In the summer of 1951, Ross Inman and Luther felled the last tree in the Long-Bell woods. Bucking, loading, and hauling the downed timber kept the dwindling crews busy for more than a year. Then on April 8, 1953, the Longview Daily News reported the following:
It was on July 18, 1952 that the officials of the Long-Bell Lumber Company announced the logging community of Ryderwood in northern Cowlitz County was "for sale."
Long-Bell founded the community in 1923 in the heart of its Southwest Washington timber holdings to serve as a family logging camp. But in 1952 most of the timber surrounding the model logging town had been cut and the company had established a 67,000 acre tree farm to produce timber for future years. With the creation of the managed-forest, there was no further need for a logging center of the proportions of Ryderwood.

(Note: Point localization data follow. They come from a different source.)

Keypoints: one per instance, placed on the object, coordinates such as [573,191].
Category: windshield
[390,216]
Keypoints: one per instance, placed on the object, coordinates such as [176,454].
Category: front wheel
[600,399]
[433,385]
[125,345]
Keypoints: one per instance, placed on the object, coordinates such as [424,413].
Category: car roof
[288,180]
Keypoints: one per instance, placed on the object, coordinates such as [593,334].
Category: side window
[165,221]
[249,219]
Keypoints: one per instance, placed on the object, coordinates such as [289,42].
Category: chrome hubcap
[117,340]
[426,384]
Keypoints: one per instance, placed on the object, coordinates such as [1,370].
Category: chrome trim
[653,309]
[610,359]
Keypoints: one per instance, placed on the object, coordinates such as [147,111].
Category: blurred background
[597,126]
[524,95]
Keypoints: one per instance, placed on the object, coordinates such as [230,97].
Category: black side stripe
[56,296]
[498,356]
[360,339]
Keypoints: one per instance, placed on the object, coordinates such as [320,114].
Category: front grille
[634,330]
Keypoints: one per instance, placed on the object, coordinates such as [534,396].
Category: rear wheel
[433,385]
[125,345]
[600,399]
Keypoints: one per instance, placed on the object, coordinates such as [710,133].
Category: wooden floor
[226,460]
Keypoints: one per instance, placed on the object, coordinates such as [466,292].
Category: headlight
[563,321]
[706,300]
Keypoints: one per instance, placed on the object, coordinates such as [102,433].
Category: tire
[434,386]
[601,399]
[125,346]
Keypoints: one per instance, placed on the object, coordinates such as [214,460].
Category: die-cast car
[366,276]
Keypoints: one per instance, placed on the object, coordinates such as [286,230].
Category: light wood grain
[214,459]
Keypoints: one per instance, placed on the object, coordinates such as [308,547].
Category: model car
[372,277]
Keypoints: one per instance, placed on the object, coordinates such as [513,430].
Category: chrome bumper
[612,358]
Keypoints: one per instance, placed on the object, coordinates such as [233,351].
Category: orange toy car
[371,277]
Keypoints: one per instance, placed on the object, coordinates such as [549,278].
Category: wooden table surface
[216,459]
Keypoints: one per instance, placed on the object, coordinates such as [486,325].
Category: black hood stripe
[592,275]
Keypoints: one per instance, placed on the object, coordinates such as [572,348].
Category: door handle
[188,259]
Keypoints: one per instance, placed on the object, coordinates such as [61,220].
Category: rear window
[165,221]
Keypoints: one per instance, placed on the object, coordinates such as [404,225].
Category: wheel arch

The "for sale" sign on Ryderwood came down today. The entire town has been sold by The Long-Bell Lumber Company to a new corporation known as Senior Estates Inc. . . . The once thriving logging community will be converted to a haven for retired persons living on social security payments and other pensions. Harry H. Kem, a Los Angeles realtor and instigator of the project, said Senior Homes will take possession on June 15. . . . "Long-Bell walks out on June 15 and we walk in," the realtor declared.